Looking at these two articles about open access and scholarly publishing has made me aware of an online (and open access) journal that I did not know about before, “Script-ed” is the online journal of the Research Centre for Studies in Intellectual Property and Technology.  If these two articles, and the titles of others I have yet to read, are an accurate measure, this is an excellent publication for all interested in “law and technologies in the broadest sense.”

The two articles I want to recommend here are about the cost of open access to publishers, who fear loss of revenue if OA were to become the norm in the academic world, versus the social costs of continuing as things are, where fewer and fewer people have access to significant research as the toll for access to subscription journals rises.

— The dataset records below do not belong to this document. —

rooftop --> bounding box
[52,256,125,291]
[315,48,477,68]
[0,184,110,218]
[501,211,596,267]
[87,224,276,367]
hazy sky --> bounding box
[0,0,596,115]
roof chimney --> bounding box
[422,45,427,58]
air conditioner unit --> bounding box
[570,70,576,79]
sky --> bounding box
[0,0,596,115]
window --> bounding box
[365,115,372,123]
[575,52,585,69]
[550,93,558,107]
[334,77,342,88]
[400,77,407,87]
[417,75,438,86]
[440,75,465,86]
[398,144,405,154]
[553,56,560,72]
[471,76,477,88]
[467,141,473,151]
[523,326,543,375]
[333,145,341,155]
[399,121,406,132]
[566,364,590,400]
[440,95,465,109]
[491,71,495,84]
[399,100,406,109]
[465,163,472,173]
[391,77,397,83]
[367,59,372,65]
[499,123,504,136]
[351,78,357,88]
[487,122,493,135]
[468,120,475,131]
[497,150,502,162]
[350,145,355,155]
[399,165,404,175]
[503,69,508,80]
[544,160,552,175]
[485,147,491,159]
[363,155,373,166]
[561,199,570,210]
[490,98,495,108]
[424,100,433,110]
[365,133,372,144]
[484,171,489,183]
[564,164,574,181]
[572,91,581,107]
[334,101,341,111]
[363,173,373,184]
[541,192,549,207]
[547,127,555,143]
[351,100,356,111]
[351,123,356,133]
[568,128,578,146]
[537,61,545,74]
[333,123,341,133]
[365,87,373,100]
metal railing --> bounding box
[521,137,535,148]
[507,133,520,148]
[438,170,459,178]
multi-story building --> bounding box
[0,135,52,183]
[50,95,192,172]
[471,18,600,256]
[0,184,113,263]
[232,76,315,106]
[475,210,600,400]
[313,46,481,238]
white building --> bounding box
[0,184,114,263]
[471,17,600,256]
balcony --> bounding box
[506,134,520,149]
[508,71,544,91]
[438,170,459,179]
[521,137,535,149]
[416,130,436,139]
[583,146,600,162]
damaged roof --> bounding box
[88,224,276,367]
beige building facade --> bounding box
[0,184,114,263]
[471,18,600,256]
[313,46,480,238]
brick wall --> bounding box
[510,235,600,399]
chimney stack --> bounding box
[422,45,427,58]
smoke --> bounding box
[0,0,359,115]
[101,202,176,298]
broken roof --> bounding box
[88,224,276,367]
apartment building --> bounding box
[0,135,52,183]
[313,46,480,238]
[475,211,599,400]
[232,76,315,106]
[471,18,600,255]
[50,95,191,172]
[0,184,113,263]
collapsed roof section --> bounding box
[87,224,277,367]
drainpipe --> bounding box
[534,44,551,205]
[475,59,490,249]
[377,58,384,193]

From the perspective of an academic publisher, Kevin Taylor’s article is a calm and reasonable account of the current situation.  He recommends, and apparently practices at Cambridge University Press, where he is IP Director, sensible and even enlightened copyright policies for academic publishing.  It is only when he talks specifically about open access that he raises some fears that are not very well-founded.

In his response to Taylor’s article, A.A. Adams carefully refutes these fears and offers a font of helpful information about open access.  Perhaps his most important point is that book publishing in the academic world is very different that the business of publishing journal articles.  Academic authors do not write articles to gain direct economic benefit, which makes OA an important and entirely beneficial option in the world of articles, where it might be more contested if we were talking about monographs.

Adams’ section on “Routes to Open Access” is a superb introduction to the arcane jargon of the OA movement, explaining very clearly what green and gold OA are and how the various versions of these two “roads” to OA can work.